Tuesday, September 6, 2016

What is Sleep?

This is how my mom left us when Will was 5 days old.
I've always been the kind of person who didn't need very much sleep. As a one year old, my mom quit giving me naps because if I took one, I wouldn't go to bed until 11. It's one of those characteristics that I've always had that I thought would be a blessing when the time came for me to have babies because I knew I wouldn't get very much sleep. And it has. I've been grateful that my body does okay without a lot of sleep. What I didn't fully grasp is the complete exhaustion that occurs when you have a baby.

This picture is one of the most genuine ones
I have of those early weeks with Will. Every
time I see it I cringe at the complete exhaustion
evidenced in my face, but this was my reality.
For the first few months of William's life, I didn't ever know what time it was. I slept when I could. While Ty was on paternity leave we kept crazy hours. Often we'd be awake in the middle of the night and sleep through the day. It mostly worked because we could take turns and just do what had to be done in order to get some rest. It got harder after Ty went back to work, and like every other new mom in the world, some nights were harder than others, but this is me. Before I got pregnant, 4 or 5 hours of sleep was enough to sustain me through the day. Pregnancy made it harder because I was so fatigued, but after Will was born I didn't feel like I needed as much sleep.

Then all of a sudden, every couple of weeks, I would just hit the wall and be so exhausted I would feel like I needed to sleep for three days straight just to function. What I learned most acutely was that functioning on few hours of sleep is different than waking up every hour for 10 hours. Never entering REM sleep is no joke. It was brutal, but just when I thought I would die from constant sleep deprivation, Will started sleeping pretty well. After that, he had a sleep regression, and today I've resigned myself to the reality that he is not a good sleeper.

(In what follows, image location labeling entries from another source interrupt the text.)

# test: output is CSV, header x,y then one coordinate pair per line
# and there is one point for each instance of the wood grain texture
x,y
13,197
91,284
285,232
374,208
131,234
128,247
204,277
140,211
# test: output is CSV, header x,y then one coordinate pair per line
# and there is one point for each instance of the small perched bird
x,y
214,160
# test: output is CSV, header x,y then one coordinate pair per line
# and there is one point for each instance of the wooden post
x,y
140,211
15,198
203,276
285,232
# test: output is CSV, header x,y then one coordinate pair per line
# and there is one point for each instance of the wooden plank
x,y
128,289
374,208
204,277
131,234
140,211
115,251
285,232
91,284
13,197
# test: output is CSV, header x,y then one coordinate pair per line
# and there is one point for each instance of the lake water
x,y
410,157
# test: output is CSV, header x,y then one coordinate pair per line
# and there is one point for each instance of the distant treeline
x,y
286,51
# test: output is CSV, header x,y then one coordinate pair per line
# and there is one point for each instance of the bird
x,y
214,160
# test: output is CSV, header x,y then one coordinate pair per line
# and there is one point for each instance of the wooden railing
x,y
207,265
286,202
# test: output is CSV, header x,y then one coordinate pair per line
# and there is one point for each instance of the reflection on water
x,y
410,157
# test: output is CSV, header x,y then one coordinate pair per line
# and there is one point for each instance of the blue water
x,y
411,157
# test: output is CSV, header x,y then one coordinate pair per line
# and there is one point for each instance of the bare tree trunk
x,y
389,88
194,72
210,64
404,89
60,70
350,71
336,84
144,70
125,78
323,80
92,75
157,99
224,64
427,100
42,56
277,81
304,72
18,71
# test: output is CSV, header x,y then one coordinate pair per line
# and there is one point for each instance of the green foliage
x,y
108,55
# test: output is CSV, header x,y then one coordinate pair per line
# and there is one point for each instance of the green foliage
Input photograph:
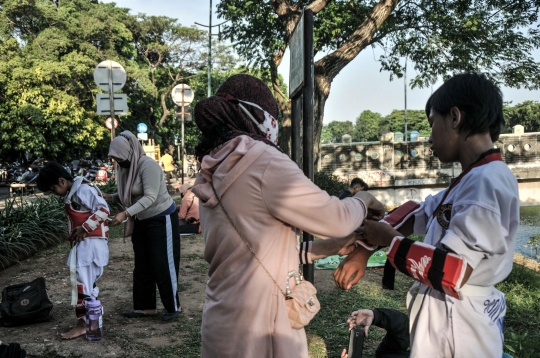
x,y
440,38
332,184
534,245
367,126
522,323
521,345
416,120
526,114
26,227
338,128
46,73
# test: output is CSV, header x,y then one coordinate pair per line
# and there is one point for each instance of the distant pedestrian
x,y
357,185
167,163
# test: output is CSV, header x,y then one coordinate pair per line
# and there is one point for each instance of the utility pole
x,y
210,46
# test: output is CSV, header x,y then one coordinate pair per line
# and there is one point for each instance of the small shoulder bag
x,y
301,301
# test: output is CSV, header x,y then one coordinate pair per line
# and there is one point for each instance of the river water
x,y
529,227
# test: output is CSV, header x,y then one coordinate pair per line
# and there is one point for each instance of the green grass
x,y
522,322
327,333
530,215
28,226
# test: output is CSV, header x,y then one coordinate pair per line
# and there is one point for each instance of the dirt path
x,y
122,337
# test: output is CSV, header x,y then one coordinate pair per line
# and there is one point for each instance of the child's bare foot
x,y
76,331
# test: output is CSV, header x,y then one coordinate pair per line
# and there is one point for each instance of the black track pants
x,y
156,244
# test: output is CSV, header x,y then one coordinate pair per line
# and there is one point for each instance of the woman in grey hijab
x,y
151,220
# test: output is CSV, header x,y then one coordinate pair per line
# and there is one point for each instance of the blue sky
x,y
359,86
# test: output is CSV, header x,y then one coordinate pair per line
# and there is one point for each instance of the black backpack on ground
x,y
13,350
25,303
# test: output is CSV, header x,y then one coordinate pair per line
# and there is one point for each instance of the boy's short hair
x,y
479,100
358,181
50,174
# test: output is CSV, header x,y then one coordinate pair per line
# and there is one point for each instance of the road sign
x,y
142,128
110,71
108,123
177,96
296,47
104,104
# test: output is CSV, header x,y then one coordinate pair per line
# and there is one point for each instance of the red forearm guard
x,y
396,219
427,264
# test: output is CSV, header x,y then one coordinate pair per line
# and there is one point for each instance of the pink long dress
x,y
267,196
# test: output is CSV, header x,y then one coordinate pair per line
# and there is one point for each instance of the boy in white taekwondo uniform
x,y
470,229
87,213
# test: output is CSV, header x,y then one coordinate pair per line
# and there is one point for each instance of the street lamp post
x,y
405,89
182,95
210,47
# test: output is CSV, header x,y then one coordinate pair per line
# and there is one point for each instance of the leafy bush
x,y
534,245
26,226
332,184
108,187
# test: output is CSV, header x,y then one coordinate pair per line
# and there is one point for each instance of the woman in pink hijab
x,y
249,189
152,222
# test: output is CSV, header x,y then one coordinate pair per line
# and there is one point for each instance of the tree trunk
x,y
328,67
322,91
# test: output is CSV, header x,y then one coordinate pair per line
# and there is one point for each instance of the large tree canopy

I was always so relieved when I got Will to
sleep. I sent pictures like this to Ty at work a
lot because I knew he could appreciate them.
I don't know why Will doesn't nap or sleep well, but I do know that when people talk about newborns sleeping all the time, it doesn't apply to my baby. From the time he was born to the present, Will consistently has taken naps that only last 30-45 minutes at a time. It's our normal, but it's been hard to get used to. People always tell you to sleep when the baby sleeps, but when your baby only sleeps for short bursts of time, it's really hard to do that. In fact, trying to sleep while Will slept only made me resentful. I would put him down and by the time I had gone to the bathroom, taken a drink, and settled into bed to try to sleep, he would be awake again.

This summer has marked an interesting change in Will's sleep patterns. He'd be doing okay, and then we'd go to a family reunion and his whole schedule would deteriorate. We'd figure it out when we got home, and then we would have to leave again. One time he got an ear infection. Through the last weeks of summer, he was finally sleeping okay at night, but then I went back to school, and his sleep regressed again.

The sleep battle was never fought alone.
Being the only child right now means he gets a lot of cuddles when Ty and I are around. I think that with us both in school again, Will just misses all the connection. When he wakes up at night, he usually just needs a snuggle. Sometimes he wants to nurse, but a lot of the time I just rub his back or rock him and he settles down. Ty and I have even coslept with him a few times because he sleeps so much better with at least one of us next to him to reassure him when he wakes up.

I know it's normal for babies to wake up periodically through the night. I just didn't fully comprehend the scope of the amount of energy that goes into taking care of an infant night and day for weeks and months on end. I've spent hours googling how to help my baby sleep better, and basically what I've learned is that some babies just don't sleep very well, and this hopefully won't last forever. We've tried different sleep training methods. We have a solid bedtime routine. We use white noise and a humidifier. While each of these things has helped to varying degrees, Will just isn't a great sleeper, and neither was I. (I even apologized to my mom for that recently).

I love my sweet baby, and I've spent a lot of time holding him so he gets decent sleep. Ty even bought an amazing rocking chair that I've spent countless hours in as I've soothed and fed and read to and sung to our baby. It's pretty comfy for me to sleep in, so it works pretty well in moments of desperation. I just wish someone had honestly told me that on top of adjusting to being a new mom, there's always a possibility that your wonderful, sweet new baby won't sleep well and no amount of sleep training will help. Then maybe I wouldn't feel so alone in this struggle. I know this stage of sleep deprivation won't last forever, so for now I'll just try to remember that and enjoy the extra snuggles.
Mimi holds him for naps a lot when she's around.
I think it's one of the reasons why Will loves her so much.